Our two 2019 inductees to the Control Process Automation Hall of Fame are both chemical engineers (ChEs) who have devoted almost their entire careers to a single enterprise, but they occupy the alternate realities of industry and academia. Despite disparate priorities, both have demonstrated uncommon devotion to building process control wisdom and conveying it to others.
Both were also enthusiastically nominated and selected by the existing members of our Process Automation Hall of Fame. And, as you’ll see, each presents an admirable example of how one person can influence and inspire others to strive and excel in the field.
A champion for the next generation
Our second and final 2019 inductee is Carlos A. Smith, Ph.D., professor emeritus, Chemical & Biomedical Engineering Dept., University of South Florida (USF). From when he was in high school, Smith knew he wanted to be a chemical engineer, “I had two years of chemistry in high school,” he says. “During the first year, I asked a professor and an uncle who was a chemist, ‘What can I do with chemistry?’ They both answered the same way: 'You can be a chemist or a chemical engineer.' Knowing that I disliked lab work, I asked about chemical engineering. I was told that Ch.E.’s work with processes, and at that instant I knew what I wanted to be.”
Smith graduated from USF with a B.S. in chemical engineering in 1967, and started working with Dow Chemical near Baton Rouge, La. “I was very lucky,” Smith says. “They assigned me to a group doing modeling and simulation (with analog computers) to study the design and control of new and existing processes. It was an outstanding experience. I liked it so much that I decided to continue on the path.”
That path led to an M.S. in 1970 and Ph.D in 1972, both in Ch.E, from Louisiana State University (LSU) while working for Dow, and a decision to pursue a career in academia rather than industry. “During my five years working for Dow Chemical and attending LSU, I had the opportunity to look at the lifestyle of engineers in industry and professors in academia,” Smith says. “I thought I liked academia better. Obviously, I well knew that faculty have only nine months appointment, with no work in the summer time. I accepted the university offer, started immediately developing consultancy with industry, and never looked back.”
During 1972-76, Smith worked as an assistant professor at USF with summer jobs at Farmland Industries, Proctor & Gamble, Buckeye Cellulose and Monsanto, before landing an associate professor position at USF.
The work at Monsanto in Luling, La., took two summers and included designing computer programs for ammonia plant control loops, compressor/turbine efficiency calculations, evaluating a process condensate stripper, and dynamic simulation of level control in cooling towers. The second summer was devoted to using a computer for energy management, control schemes for natural gas distribution, startup and debottle-necking of a condensate stripper column, design of a control system for a triple-effect evaporation, and troubleshooting a cooling tower level control system.

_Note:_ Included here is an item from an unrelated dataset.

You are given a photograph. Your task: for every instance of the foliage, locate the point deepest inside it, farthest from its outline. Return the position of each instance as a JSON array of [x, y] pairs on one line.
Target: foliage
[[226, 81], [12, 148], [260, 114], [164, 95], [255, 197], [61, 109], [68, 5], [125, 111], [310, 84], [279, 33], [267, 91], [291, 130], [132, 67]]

As Smith climbed in academic stature to professor, department chairman, dean, and ultimately professor emeritus of the Chemical Engineering Dept. at USF, he continued to work with companies on problems, including computer simulation of chlorine and monomer plants and advanced control for hydrogen plants. But he says his major contribution to the field is teaching.
Students are his life’s work
Asked what he sees as his most important contribution to the field of process automation, Smith replies, “Without a doubt, my teaching experience—my ability to motivate students during their engineering education.

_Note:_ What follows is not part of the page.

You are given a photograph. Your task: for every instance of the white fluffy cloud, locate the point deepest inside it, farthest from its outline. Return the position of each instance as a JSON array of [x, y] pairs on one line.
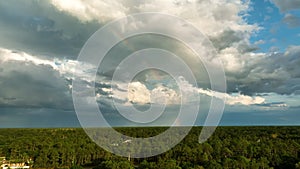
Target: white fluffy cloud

“I always tell the student that to do good process control one needs to know three things: (a) know the process, (b) know the process, and (c) know the process. This is exactly why I like process control. As a matter of fact, I like to be thought as a chemical engineer with a good process control background, as opposed to just a control engineer.”
However, it’s hard to bring in enough students. “In the past decade or so, many new fields such as biomedical, biotechnology, materials, etc. have opened, attracting students and making the competition for students very stiff," Smith says. “This is very good for the profession, and it is up to us faculty members (and industrial practitioners) to motivate students to automation.”
Smith adds this motivation is difficult because, “The process control course in chemical engineering is at the end of the curriculum (which may be the same case in mechanical and electrical engineering), and is considered by many students as a pain because of the amount of mathematics and lack of significance. And they're correct.”
This obstacle may be changing, “because several of us have realized it and are trying to change it,” Smith says. “For years, I've been cutting the amount of mathematics and relating what is left to practice. These days, I’m not using my textbook, but rather, writing and using a completely new one, and hopefully motivating the students toward automation.”
This isn't easy because most chemical engineering courses use the assumption of steady state in analyses and presentations. This generally results in using algebraic equations.
“Suddenly, at the end of the curriculum, students get to the control course, and they're told that steady state doesn’t happen by itself, that process control is needed to force processes to work at the required steady state. Those changes don't occur instantaneously, so they must explain what happens as time changes, resulting in differential equations.”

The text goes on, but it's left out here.